Posta köşe yazarı Tamer Heper, bugünkü yazısında kendisine yöneltilen ''eve haciz'' konulu soruyu yanıtladı. İşte, Tamer Heper'in yazısı...
Biz yurtdışında yaşıyoruz. Uzun vadeli taksit yapan bir firmadan ev eşyası almış, bedelini büyük çapta ödemiştik. Çok az bir borç kalmış ama buna karşın anormal bir taleple biz icraya verilmişiz ve yurtdışındaki evimize haciz gelmiş. Haberimiz yok. Böyle bir haciz olur mu? ● O.F.

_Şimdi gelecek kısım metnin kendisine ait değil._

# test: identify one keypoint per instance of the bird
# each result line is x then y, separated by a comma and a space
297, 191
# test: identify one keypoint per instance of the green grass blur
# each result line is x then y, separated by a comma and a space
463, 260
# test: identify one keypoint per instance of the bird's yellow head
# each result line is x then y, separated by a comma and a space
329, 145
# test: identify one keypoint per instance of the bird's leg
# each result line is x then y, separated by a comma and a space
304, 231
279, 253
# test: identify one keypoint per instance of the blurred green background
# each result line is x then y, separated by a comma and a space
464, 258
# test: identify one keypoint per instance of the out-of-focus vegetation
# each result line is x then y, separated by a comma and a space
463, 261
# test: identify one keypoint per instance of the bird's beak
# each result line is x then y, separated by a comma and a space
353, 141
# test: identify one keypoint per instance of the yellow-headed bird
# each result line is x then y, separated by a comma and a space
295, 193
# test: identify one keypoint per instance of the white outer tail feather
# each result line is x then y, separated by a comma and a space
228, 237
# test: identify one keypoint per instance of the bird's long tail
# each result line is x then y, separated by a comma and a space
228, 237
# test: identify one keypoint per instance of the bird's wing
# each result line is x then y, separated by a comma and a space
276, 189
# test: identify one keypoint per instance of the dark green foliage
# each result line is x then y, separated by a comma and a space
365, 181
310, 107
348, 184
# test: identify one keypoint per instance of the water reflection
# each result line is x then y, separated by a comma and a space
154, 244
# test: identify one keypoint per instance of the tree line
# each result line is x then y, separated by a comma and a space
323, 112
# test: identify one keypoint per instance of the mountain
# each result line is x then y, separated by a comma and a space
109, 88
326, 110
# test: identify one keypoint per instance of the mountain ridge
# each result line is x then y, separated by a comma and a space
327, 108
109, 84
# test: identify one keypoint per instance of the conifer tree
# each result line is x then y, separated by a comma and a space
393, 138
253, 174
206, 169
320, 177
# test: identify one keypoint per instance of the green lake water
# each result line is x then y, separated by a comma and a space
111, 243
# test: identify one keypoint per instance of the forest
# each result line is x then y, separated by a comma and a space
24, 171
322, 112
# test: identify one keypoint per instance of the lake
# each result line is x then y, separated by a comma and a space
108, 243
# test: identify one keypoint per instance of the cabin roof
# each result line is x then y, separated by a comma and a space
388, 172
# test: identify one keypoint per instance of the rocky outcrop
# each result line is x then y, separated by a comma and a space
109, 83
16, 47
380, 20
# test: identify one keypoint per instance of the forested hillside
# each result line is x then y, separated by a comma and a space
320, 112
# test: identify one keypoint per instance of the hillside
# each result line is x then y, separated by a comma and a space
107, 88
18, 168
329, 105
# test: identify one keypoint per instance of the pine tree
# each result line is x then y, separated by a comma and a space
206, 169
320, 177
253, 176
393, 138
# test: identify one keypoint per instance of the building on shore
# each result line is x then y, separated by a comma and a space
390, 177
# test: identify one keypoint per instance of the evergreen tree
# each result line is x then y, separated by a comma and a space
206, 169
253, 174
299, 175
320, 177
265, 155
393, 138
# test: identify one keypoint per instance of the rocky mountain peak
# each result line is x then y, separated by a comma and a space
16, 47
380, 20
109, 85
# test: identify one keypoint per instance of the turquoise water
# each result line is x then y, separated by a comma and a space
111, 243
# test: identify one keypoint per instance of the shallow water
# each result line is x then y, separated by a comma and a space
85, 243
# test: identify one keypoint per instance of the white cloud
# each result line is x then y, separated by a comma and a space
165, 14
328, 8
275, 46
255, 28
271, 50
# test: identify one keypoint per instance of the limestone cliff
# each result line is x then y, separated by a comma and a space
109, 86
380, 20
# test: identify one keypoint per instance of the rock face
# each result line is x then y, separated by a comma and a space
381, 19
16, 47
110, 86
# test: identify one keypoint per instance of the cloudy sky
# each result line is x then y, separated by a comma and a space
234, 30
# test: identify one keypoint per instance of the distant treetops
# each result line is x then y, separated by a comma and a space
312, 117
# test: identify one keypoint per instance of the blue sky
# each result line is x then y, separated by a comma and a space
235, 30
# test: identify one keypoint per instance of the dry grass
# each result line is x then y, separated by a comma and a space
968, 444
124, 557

Okuyucum alışveriş yaptığı firmanın adını vermiş. Ben şimdilik yazmıyorum. Belki bir ihtimal sulhen anlaşma olur diye. Firmalar bazen hata yapabiliyor ancak sonradan hatasını anlayıp telafi edebiliyor.

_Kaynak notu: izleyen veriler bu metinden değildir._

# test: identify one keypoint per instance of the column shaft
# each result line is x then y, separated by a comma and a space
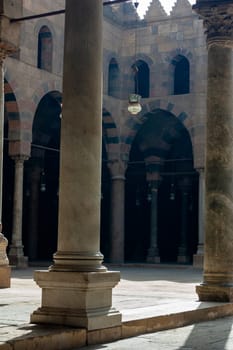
33, 213
77, 289
198, 257
153, 251
218, 249
80, 171
16, 255
183, 239
219, 166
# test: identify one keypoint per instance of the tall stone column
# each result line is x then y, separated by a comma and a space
153, 251
117, 219
218, 250
9, 40
16, 254
183, 242
77, 289
33, 212
5, 270
199, 256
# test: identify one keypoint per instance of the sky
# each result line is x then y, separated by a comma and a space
167, 5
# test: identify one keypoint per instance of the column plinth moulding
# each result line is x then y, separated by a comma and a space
16, 253
218, 246
77, 289
117, 215
198, 258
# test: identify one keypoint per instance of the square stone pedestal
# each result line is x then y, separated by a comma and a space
79, 299
5, 276
198, 261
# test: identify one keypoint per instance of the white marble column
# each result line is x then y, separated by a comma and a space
16, 254
33, 219
5, 269
77, 290
153, 251
218, 249
199, 256
183, 256
117, 217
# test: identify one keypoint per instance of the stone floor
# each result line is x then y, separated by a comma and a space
151, 298
211, 335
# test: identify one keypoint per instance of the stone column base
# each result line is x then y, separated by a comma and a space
198, 260
153, 259
5, 276
20, 262
183, 259
153, 255
214, 293
79, 299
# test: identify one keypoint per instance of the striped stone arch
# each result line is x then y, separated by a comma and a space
133, 124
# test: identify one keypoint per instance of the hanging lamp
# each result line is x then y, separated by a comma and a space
134, 106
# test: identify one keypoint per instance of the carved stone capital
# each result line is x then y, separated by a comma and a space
5, 50
218, 21
117, 168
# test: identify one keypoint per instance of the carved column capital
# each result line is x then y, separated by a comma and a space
218, 21
6, 50
117, 168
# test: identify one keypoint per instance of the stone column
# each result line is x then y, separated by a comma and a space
218, 250
117, 219
77, 290
16, 254
153, 167
153, 251
5, 270
183, 238
9, 41
33, 212
199, 256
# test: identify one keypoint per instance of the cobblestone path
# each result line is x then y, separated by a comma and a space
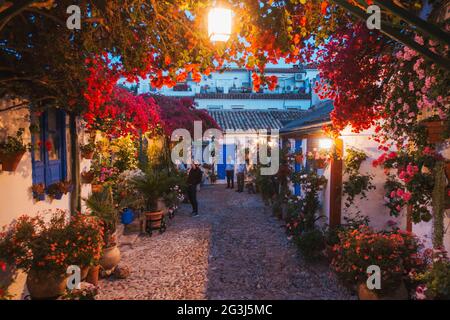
234, 249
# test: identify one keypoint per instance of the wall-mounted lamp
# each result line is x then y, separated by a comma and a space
219, 24
325, 144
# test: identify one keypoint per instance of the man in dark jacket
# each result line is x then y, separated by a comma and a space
194, 179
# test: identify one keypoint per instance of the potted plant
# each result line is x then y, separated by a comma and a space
298, 157
101, 205
434, 282
435, 129
12, 151
58, 189
213, 177
394, 252
87, 150
38, 191
43, 247
151, 187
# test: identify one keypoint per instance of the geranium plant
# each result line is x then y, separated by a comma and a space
13, 144
51, 244
395, 252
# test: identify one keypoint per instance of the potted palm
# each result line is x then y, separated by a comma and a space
102, 206
12, 151
151, 188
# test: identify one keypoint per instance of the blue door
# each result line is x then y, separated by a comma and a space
298, 166
228, 154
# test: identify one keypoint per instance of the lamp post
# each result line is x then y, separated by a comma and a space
219, 24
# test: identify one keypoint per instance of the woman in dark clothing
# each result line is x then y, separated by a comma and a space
194, 179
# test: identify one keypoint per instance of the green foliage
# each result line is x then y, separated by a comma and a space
437, 280
13, 144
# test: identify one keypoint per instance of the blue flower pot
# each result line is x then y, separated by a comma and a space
57, 196
39, 197
127, 216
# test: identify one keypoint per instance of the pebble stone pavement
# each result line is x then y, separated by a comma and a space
235, 249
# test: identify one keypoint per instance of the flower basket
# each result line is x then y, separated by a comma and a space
10, 161
435, 130
87, 177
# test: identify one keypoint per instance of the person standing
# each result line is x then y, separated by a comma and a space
229, 170
194, 179
241, 171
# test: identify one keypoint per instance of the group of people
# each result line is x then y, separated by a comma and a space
195, 174
242, 174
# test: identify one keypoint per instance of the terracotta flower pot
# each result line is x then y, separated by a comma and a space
87, 177
97, 188
435, 129
88, 155
155, 218
92, 276
10, 161
45, 285
365, 293
320, 163
110, 258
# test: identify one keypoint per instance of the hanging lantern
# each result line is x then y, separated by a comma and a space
219, 24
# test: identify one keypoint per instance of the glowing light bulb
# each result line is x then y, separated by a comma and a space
219, 24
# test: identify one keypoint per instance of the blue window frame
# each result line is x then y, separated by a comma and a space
49, 156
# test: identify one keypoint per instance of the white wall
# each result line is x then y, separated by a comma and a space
253, 104
15, 187
374, 206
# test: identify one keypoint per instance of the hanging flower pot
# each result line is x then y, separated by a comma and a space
87, 154
97, 188
10, 161
110, 257
321, 163
87, 177
43, 284
447, 170
435, 130
92, 276
38, 191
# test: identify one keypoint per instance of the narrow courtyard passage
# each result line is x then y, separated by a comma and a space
235, 249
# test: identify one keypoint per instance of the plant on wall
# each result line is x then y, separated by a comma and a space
410, 181
357, 184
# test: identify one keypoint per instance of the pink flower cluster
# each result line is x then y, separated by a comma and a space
409, 173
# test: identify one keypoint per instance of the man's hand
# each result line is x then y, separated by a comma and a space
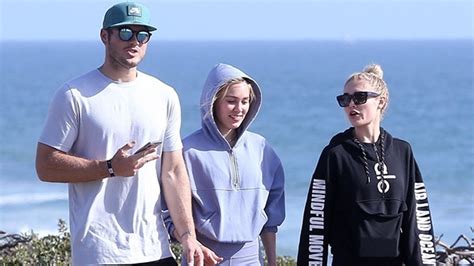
210, 258
125, 164
192, 250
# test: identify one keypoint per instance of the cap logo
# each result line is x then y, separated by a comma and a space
134, 11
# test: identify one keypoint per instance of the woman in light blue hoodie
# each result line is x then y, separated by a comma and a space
237, 180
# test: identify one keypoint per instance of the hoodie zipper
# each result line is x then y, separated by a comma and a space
234, 171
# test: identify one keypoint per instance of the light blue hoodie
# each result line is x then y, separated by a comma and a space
238, 192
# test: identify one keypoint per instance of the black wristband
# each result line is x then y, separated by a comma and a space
110, 169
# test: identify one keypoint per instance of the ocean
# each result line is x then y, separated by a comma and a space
431, 106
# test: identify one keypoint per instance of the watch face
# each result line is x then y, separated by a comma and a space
109, 168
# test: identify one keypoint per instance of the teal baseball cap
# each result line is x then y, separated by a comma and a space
127, 13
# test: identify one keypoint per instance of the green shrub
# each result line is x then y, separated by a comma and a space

Ama bu arada yaptığım küçük bir araştırma ile de bu firma hakkında bu kabil şikayetlerin bulunduğunu da öğrendim.
Yine de tedbirli davranıp isim vermiyorum. Okuyucumun durumuna gelince; kendisi yurtdışında yaşıyor, buna göre de taksitlerini ödediğine dair elinde büyük ihtimalle makbuz olacak. Zira ödemelerin banka hesabına yapılmış olması kuvvetle muhtemel.
DOSYAYA BAKMAK LAZIM
İşte bu durumda kendisinden borcunun çok üstünde para talebine karşı yurtta, menfi tespit davası dediğimiz, borcunun bulunmadığına dair bir dava açması gerekecek. Zira her nasılsa bir icra takibi yapılmış, bu takip kesinleşmiş ve evine haciz gelmiş.

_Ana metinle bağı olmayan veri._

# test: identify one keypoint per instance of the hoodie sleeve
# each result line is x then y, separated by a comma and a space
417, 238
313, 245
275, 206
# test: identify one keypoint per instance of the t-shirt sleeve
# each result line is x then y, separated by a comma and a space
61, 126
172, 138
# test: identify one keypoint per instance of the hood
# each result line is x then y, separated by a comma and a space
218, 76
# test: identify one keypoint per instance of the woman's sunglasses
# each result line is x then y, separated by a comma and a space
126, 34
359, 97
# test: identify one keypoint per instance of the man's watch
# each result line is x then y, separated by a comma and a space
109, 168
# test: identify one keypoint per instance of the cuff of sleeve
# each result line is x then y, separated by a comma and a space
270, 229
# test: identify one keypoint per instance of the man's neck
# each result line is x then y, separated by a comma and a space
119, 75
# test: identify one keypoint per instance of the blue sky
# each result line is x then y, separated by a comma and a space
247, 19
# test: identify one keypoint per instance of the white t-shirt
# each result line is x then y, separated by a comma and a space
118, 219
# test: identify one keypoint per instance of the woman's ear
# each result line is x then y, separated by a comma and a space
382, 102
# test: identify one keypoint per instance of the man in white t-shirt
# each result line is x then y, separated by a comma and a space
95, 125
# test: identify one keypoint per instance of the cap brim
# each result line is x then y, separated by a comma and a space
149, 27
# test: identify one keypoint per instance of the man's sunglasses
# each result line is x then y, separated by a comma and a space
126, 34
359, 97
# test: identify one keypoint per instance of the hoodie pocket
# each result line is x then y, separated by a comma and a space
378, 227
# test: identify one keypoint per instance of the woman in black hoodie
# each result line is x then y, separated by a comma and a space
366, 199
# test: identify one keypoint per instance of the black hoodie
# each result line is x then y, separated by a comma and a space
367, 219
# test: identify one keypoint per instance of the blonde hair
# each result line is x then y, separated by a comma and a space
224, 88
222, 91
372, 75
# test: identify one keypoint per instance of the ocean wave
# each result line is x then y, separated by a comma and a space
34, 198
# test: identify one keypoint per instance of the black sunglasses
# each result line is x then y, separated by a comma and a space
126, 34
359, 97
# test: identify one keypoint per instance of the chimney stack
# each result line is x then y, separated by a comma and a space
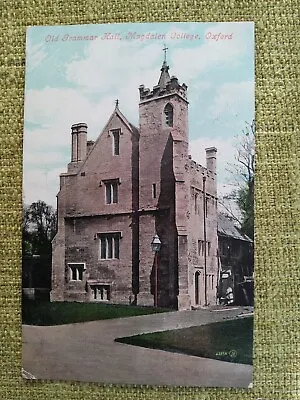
79, 142
211, 159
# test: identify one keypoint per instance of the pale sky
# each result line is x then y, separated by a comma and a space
70, 81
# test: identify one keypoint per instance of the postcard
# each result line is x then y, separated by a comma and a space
138, 241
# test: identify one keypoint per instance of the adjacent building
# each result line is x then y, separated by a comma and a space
120, 191
236, 261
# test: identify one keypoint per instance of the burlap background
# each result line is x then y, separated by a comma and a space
277, 316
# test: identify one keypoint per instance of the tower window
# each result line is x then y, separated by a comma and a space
116, 141
169, 114
76, 271
110, 246
111, 188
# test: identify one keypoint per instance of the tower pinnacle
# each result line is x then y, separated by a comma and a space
165, 51
164, 76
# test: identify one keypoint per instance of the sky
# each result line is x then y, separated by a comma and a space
75, 73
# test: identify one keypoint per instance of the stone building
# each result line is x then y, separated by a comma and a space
124, 188
236, 259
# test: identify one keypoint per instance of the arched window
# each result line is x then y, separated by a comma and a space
169, 114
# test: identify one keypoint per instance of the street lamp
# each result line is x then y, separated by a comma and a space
155, 246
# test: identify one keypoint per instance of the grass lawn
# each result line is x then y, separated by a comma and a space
227, 340
46, 313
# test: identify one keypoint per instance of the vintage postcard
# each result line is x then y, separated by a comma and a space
138, 228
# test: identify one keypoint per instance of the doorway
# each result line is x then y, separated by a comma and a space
197, 287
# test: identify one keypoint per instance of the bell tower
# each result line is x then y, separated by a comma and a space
163, 112
163, 117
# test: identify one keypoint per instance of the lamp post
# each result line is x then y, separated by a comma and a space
155, 246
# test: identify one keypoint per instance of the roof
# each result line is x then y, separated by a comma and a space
227, 228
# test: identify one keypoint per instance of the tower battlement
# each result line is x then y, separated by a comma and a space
166, 86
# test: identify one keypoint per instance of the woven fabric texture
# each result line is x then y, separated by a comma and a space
276, 351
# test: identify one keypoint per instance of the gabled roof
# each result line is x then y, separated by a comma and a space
227, 228
133, 129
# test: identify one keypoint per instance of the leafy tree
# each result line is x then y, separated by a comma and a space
243, 171
39, 228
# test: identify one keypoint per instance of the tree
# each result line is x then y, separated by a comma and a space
243, 172
39, 228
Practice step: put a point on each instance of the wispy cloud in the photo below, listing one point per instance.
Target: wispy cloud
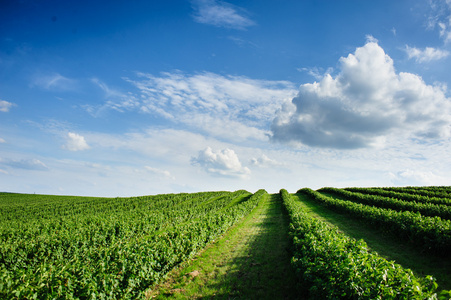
(5, 106)
(166, 174)
(27, 164)
(53, 81)
(230, 107)
(363, 104)
(426, 55)
(224, 162)
(75, 142)
(265, 162)
(220, 14)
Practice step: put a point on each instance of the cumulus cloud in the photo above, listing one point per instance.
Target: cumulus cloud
(220, 14)
(159, 172)
(53, 81)
(75, 142)
(426, 55)
(224, 162)
(363, 104)
(440, 17)
(5, 106)
(27, 164)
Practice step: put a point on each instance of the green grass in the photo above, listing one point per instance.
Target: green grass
(387, 246)
(251, 261)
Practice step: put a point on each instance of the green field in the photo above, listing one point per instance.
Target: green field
(355, 243)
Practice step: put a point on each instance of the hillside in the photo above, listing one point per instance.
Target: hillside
(345, 243)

Böyle bir durumun olabilmesi için hakkında takip başlatılıp takibe dair kendisine tebligat yapılması ve tebligattan sonra da itiraz edilmemek sureti ile takibin kesinleşmiş olması lazım.
Malvarlığına haciz tatbik edildiğine göre de bu kesinleşme keyfiyeti gerçekleşmiş. Ancak kendilerine tebligat yapılmadan nasıl gerçekleştiğini ancak icra takip dosyasından öğrenebileceğiz.
Usulsüz bir tebligat olduğu ihtimali kuvvetli, bu durumda da icra mahkemelerine başvurmak gerekebilecek. Tabii ki okuyucuma “Yurda gel bu işlemlerle uğraş” diyemeyeceğim zira yapılacak tüm işlemler teknik.
Bu durumda yurtta bir meslektaşımla irtibata geçip bu işlerin hallini sağlaması lazım.